Over the pandemic, we were able to learn a lot allowing us to make a robot much better than we thought we ever would be able to do pre-pandemic. We tried out numerous new things this season and for the first time ever, we have won events, qualified for DCMP, and qualified for worlds off of robot performance.
Features of this year’s bot:
SDS mk4 swerve at l2 ratio
Full width intake resistant to numerous collisions during competitions
Adjustable hood ranging from 82 to 58.5 degrees capable of shooting from 1 foot behind the fender up the terminal
14:10 reduction + low inertia on the shooter for a fast recovery time
9 second traversal climb from contact with mid bar
Reduced width of 25 inches to make more space on traversal bar
5 ball auto firing the last shots with 3 seconds to spare
Thanks for releasing your CAD. I’m interested in your fastening technique of the polycarbonate links on your intake. They appear to have a hex shaft of some sort and a pulley tooth profile. Any further detail you could provide is appreciated.
The polycarbonate links were attached using hex shaft that was tapped on both ends and then retained using 1/4-20 screws with washers. Thin spacers were placed between the bearings and the polycarbonate to prevent the inner inner race from dragging.

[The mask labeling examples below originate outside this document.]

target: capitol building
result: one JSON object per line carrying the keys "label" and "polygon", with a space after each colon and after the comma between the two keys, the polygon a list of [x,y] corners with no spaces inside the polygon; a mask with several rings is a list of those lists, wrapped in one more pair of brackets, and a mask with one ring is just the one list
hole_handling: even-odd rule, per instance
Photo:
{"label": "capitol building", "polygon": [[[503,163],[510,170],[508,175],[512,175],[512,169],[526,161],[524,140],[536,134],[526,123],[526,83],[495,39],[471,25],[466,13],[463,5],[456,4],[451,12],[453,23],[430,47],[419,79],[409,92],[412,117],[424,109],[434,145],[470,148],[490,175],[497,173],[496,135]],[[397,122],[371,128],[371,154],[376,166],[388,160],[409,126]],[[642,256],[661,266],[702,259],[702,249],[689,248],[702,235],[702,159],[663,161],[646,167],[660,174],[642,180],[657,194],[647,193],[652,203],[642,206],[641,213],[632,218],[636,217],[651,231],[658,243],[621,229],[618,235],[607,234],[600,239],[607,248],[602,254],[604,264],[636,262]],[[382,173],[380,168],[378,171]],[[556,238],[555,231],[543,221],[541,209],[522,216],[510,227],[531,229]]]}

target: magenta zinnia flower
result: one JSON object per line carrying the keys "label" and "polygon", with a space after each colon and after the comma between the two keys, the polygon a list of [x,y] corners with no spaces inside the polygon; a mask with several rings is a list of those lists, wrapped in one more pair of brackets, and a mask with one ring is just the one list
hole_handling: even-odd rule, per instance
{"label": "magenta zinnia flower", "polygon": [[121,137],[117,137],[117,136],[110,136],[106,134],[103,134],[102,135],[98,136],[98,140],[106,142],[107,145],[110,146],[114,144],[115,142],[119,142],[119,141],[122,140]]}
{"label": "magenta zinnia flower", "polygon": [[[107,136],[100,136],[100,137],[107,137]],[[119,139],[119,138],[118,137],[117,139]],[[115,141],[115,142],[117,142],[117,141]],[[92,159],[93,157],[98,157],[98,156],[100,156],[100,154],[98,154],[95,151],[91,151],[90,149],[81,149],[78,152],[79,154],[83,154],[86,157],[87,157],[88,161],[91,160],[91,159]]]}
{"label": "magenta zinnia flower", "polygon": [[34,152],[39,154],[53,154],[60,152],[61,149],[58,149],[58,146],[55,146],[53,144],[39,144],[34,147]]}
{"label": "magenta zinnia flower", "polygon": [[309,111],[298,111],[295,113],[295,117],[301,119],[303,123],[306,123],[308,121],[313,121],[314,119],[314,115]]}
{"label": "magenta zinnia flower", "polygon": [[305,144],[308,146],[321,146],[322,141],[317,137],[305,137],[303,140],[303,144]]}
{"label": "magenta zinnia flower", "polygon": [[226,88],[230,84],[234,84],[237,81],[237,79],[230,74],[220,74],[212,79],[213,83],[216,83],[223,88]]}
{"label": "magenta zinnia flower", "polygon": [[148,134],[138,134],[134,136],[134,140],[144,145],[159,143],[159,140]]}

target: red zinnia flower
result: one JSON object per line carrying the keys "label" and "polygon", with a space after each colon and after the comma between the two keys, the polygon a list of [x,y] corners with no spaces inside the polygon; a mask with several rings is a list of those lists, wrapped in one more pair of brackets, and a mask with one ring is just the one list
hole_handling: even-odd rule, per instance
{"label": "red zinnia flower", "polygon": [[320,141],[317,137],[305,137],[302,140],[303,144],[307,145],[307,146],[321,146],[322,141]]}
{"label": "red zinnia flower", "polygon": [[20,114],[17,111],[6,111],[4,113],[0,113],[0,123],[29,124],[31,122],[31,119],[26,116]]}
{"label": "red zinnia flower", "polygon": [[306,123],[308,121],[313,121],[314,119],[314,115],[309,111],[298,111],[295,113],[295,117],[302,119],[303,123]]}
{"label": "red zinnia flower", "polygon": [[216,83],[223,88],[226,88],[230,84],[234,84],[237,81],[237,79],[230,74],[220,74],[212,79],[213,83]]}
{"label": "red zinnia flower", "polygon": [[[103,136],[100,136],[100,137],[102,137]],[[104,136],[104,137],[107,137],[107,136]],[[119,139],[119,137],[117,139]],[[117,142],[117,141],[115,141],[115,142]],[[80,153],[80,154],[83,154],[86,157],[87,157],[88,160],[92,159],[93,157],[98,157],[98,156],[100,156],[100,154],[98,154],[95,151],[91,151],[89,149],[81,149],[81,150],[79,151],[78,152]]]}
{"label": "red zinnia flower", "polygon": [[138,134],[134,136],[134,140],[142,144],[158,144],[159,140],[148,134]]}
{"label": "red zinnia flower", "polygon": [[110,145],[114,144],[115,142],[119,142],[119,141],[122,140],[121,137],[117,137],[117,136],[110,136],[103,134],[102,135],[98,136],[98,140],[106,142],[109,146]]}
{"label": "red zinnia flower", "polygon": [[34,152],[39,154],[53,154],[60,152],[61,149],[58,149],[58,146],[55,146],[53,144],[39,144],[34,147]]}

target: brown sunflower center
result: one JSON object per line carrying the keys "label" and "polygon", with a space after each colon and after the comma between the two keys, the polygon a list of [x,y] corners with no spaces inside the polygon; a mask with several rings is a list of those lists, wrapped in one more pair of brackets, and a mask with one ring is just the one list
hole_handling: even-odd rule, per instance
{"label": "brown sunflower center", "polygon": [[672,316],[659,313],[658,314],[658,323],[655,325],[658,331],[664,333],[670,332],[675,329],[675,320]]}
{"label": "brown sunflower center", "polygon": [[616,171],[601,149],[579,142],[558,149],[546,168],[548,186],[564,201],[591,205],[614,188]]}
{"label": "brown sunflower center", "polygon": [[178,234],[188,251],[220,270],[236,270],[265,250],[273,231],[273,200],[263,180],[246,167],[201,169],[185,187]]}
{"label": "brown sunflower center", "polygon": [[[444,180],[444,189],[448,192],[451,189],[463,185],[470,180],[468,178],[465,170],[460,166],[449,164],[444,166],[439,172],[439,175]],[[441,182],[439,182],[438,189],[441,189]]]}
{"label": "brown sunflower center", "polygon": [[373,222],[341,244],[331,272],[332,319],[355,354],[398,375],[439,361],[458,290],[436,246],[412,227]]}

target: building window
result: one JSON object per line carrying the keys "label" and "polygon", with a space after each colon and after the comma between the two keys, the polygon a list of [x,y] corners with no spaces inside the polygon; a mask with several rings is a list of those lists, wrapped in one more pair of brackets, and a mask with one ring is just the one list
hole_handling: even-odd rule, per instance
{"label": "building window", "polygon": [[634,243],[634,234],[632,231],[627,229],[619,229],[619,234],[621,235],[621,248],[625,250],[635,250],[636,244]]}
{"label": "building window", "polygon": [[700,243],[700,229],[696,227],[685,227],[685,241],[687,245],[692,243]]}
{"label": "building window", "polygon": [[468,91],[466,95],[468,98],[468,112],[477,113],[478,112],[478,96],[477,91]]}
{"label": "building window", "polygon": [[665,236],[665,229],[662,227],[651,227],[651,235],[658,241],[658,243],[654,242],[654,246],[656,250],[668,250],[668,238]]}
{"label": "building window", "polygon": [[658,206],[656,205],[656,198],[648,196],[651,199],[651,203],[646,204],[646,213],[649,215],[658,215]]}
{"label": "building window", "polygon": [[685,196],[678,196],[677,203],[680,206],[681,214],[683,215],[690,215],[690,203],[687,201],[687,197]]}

We put two motors on the telescopes and geared them to pull 40a current each and move at ~2ft/sec loaded and ~2.5ft/sec unloaded. However, when climbing, they are slowed to 70% power in code as otherwise the inertia can pull the hooks off the bar. The full speed is used when raising the telescopes. There is little reason to not gear motors to climb as fast as possible as mechanisms can easily be slowed down in code without swapping out the gearbox, but not sped up. Funnels on the telescoping hooks and the collapsible pivot hooks increase the margin for error when climbing. The pivoting pistons are 1.0625 bore cylinders to retract will enough force quickly, however, this is likely overkill. Placing the climbers near the center of gravity makes the mid to high bar transition happen without any swinging so swinging is only a problem when reaching up to traversal.
The climb sequence is semi-automated. The second driver has a button to automatically bring the telescopes to the correct height to hook onto the mid bar. After the mid bar is contacted, the bot is raised manually until the pivots attach to the mid bar. This is done manually due to a design error with the fleet angle of our spools preventing 100% consistent winding which is required for automatic retraction. The second driver then has another button which tips the bot and extends the telescopes to the right height in just one button press. Retracting the pivots is done manually due to automatic retraction being inconsistent. And the process is repeated with the bot being raised and then transferring to traversal.
The climb sequence can be seen here, line-up starting at 25ish, contact with mid bar at 20sec, and scored at 10sec.
Apart from that, the climb isn’t really anything special, its just a well optimized lego 2 climb.